Recentemente foi notícia um tweet de Elon Musk em que este afirmava, com orgulhosa convicção, que ninguém mudava o mundo a trabalhar 40 horas por semana. Mais, dizia que trabalhar na sua empresa não era fácil, todos trabalhavam num regime de 80 a 100 horas semanais, pois queriam mudar o mundo.

Neste post neo-esclavagista acerca da indispensabilidade de cargas de trabalho brutais, Elon Musk diz que é assim que tem que ser para quem quer ter o privilégio de “criar excitantes novos mundos de tecnologia”.

Elon Musk já é conhecido pelos seus dislates “twitteiros” – recorde-se a polémica ameaça de saída da Bolsa – e demonstra um ter temperamento difícil. Mas este bitaite de Musk é uma pérola, um resumo brilhante da sua ideologia, valores e visão do mundo: Musk considera que a mudança tecnológica é um bem, que a acção humana deve estar ao serviço dessa mudança e que tudo o mais são tretas.

Para este tipo de aventureiros tecnológicos, tão em voga nos dias de hoje, o que interessa é criar coisas novas (as tais novas tecnologias), causar o maior impacto possível, achando que estão a gerar admiráveis mundos novos. Ou seja, a introdução de tecnologias materiais teria um poder transformador da sociedade e dos indivíduos, sempre na direcção do melhor.

E é aqui que a “porca torce o rabo”: a história mostra-nos, e os grandes pensadores ensinam-nos, que essa visão é pueril e perversa. Na realidade, uma mudança tecnológica pode ser para o pior, pode até provocar a destruição da espécie humana (veja-se a bomba atómica). E mais, não são só as tecnologias materiais que têm poder transformador. Também as tecnologias sociais (ou imateriais) têm um profundo impacto na forma como vivemos as nossas vidas.

Quando as sociedades decidiram acabar com a escravatura, houve muitos que se opuseram argumentando que sem a escravatura a produção não seria rentável.

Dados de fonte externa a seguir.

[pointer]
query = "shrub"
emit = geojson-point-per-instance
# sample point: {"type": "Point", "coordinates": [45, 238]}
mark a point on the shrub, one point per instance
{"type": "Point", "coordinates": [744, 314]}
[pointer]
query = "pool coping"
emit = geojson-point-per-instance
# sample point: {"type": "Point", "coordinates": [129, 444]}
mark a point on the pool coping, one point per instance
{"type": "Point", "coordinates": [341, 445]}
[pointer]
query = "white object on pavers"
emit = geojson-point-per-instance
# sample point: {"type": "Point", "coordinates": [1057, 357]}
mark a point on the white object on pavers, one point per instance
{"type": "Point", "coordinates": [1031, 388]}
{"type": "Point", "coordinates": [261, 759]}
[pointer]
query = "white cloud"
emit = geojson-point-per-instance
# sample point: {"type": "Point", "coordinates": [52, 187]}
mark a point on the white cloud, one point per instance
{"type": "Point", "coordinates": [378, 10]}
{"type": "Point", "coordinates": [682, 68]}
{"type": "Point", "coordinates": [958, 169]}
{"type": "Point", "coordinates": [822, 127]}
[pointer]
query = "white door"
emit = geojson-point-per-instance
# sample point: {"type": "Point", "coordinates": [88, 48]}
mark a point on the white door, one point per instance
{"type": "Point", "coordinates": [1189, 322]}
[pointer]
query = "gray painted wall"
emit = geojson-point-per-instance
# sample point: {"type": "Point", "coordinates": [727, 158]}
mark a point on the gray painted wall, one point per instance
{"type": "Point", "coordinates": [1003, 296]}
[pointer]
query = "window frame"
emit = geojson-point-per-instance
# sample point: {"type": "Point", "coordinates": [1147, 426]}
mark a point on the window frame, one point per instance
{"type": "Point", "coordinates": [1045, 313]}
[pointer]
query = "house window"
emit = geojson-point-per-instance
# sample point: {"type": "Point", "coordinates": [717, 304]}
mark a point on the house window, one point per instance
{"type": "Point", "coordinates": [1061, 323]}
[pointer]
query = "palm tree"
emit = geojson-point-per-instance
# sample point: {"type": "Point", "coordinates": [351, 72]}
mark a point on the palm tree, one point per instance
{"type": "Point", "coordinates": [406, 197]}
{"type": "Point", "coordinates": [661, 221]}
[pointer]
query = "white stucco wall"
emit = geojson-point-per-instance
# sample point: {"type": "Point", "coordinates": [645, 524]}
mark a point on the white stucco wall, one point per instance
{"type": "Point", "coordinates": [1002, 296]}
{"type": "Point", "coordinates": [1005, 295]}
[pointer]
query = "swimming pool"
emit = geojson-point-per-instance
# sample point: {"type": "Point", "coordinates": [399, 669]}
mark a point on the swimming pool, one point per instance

Mais tarde, as sociedades só conseguiram introduzir leis laborais onde se fixou o limite máximo das 40 horas semanais – 8 para dormir, 8 para trabalhar, 8 para o resto – depois de muito conflito, mais uma vez contra aqueles que defendiam que não era possível manter a indústria, ou fazê-la progredir, com tão poucas horas de trabalho.

A verdade é que, quer a abolição da escravatura, quer a introdução das 40 horas semanais representaram progresso tecnológico social que trouxe felicidade às pessoas, e foi compatível com o continuar, e aumentar, da produção e da produtividade.

Também a democracia é uma tecnologia social – fundamental para os direitos humanos e para a felicidade – que muitas vezes é posta em causa, com o argumento de que a democracia pode obstruir o progresso das tecnologias materiais.

Infelizmente, muitos dos empreendedores tecnológicos da actualidade estão obcecados em criar coisas novas, em tornar-se as pessoas mais influentes do planeta, em ganhar muito dinheiro e pouco mais – apesar de dizerem que querem mudar o mundo e salvar o planeta.

Curiosamente, muitas das grandes empresas tecnológicas tardam em dar lucros (e sem lucros são insustentáveis), acumulam dívidas astronómicas e desenvolvem tecnologias materiais que erodem as tecnologias sociais.

As tecnologias materiais são muito bem-vindas se se compatibilizarem com as mais altas tecnologias sociais e permitirem o progresso destas últimas (produzir carros eléctricos para diminuir as emissões de CO2 à custa da exaustão humana, seguramente, não é um desses casos).

Se assim não for, as tecnologias materiais podem ser anuladoras da democracia, da privacidade, da liberdade, da propriedade privada, enfim, abrir as portas para mundos terríveis, para distopias onde grassará a infelicidade. A Elon Musk e afins temos que dizer: liberdade, direitos humanos e felicidade primeiro; coisas tecnológicas depois.

O autor escreve de acordo com a antiga ortografia.